Martin Sherman's
A directorial triumph
The dramatic potential and appeal of a one-woman show is already on full display just a few streets away, where Sheridan Smith is brilliantly playing a sold-out run of Shirley Valentine. Both plays explore how a woman deals with the hand she is dealt in life, yet they could not be further apart in terms of content: the one focussed on disaffected domesticity, the other confronting some of the greatest tragedies and population movements of the twentieth century.
Dame Maureen Lipman once again assumes the weighty mantle of the eponymous Rose. As with Shirley Valentine, it’s appropriate that the play takes the name of the person around whom everything revolves. Rose is the heart of this monologue and, in a directorial triumph for Scott Le Crass, nothing detracts from Lipman’s presence, centre-stage, as she sits on a bench throughout two acts, using only arm gestures, head turns, looks and the occasional leg movements to reinforce her words. There’s a perfectly logical reason for this staging: Rose is observing shiva, not just for one deceased person but seemingly for an endless stream of people who keep passing away. But it’s still a brave move to keep her there and it takes someone of Lipman’s story-telling calibre to pull it off. She is so immersed in the character it’s hard at times to remember that this is not her own story; the informal, conversational style of delivery is such that we might be guests in her home where she is simply relating her life story. If she weren’t devotionally tied to the bench, you might expect her to get up and make us all a cup of tea. But then as a Jewish woman it is her story, not in the detail but in the common inheritance of a persecuted people, of families, all of whom know the meaning of suffering and the many who tried to forge a new existence in strange land.
The same is true for Sherman who grounded this work of fiction in his own family’s movements that began when they left Yaltushkav, the shtetl that was then in Russia and is now in Ukraine. He could never have imagined that his throw-away line about that country would resonate with such force nearly a quarter of a century after he wrote it, or that the plight of refugees would be a topic of heated political debate, nor indeed that wars and pogroms would be destroying town and villages in the same way the Nazis razed Yaltushkav to the ground, leaving only a memory. But it’s memories that sustain cultures and communities and people like Rose, who can look back with tears and laughter at events that moved her family from mainland Europe to almost settle in Palestine (before it became Israel), only to be put back on the boat and transported to England, before finally starting yet another life in the USA.

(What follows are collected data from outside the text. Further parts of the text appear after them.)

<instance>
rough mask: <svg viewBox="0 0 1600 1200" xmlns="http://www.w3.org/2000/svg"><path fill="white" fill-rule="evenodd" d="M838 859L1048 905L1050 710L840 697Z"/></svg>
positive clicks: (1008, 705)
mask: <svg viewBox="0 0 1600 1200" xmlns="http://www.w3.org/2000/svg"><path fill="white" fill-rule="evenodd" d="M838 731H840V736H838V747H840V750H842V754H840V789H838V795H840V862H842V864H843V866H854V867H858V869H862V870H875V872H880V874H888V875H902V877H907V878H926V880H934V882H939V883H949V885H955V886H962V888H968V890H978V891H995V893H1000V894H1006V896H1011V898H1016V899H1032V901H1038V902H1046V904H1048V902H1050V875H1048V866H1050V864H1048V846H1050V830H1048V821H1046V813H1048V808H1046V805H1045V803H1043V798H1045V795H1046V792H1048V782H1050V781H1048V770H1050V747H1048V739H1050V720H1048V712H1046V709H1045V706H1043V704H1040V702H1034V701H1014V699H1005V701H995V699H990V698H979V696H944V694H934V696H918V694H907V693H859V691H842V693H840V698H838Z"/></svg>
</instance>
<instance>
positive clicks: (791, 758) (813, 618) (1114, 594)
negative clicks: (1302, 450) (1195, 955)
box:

La Crass and Lipman demonstrate that you don’t need to do much to a great script and gripping story except respect its integrity, give weight to its words, and tell it with sincerity. But this is theatre and there’s a set, sound and lighting. Working collaboratively as always with the director and actor, no one in that team has lost sight of the centrality of the character and the story; nothing detracts and all elements support and enhance. Designer David Shields’ abstract diamond platform, whose point reaches out to the audience, is reminiscent of the geometric layout of Chana Gitla Kowalska Shtetl, illustrated in the programme The two white walls, meeting at an acute angle, provide a screen for a rainbow of plain, coloured projections from Lighting Designer Jane Lalljee. These evoke moods but avoid the temptation to be representational, appearing and fading like Rose’s memories as an accompaniment to the narrative. This subtle, suggestive approach is borne out in a delicately understated sound design by Juian Starr. What a joy it is to have sounds in the background, at times almost imperceptible, that pay homage to the actor’s role and the supremacy of the text as opposed to drowning both out. Starr aligns his soundscape with events in the story, but again the low level of volume reinforces the idea of past happenings that are distant memories.
Towards the end, events move quickly and life in the New World, with its hotel businesses and gangsters, together with tales of her son’s life on a kibbutz and her daughter’s overtly political forays, is portrayed in stark contrast to what has gone before. It’s another chapter, which could be a play in itself, but it’s also a reminder of how people are forced to move on and take life in their stride.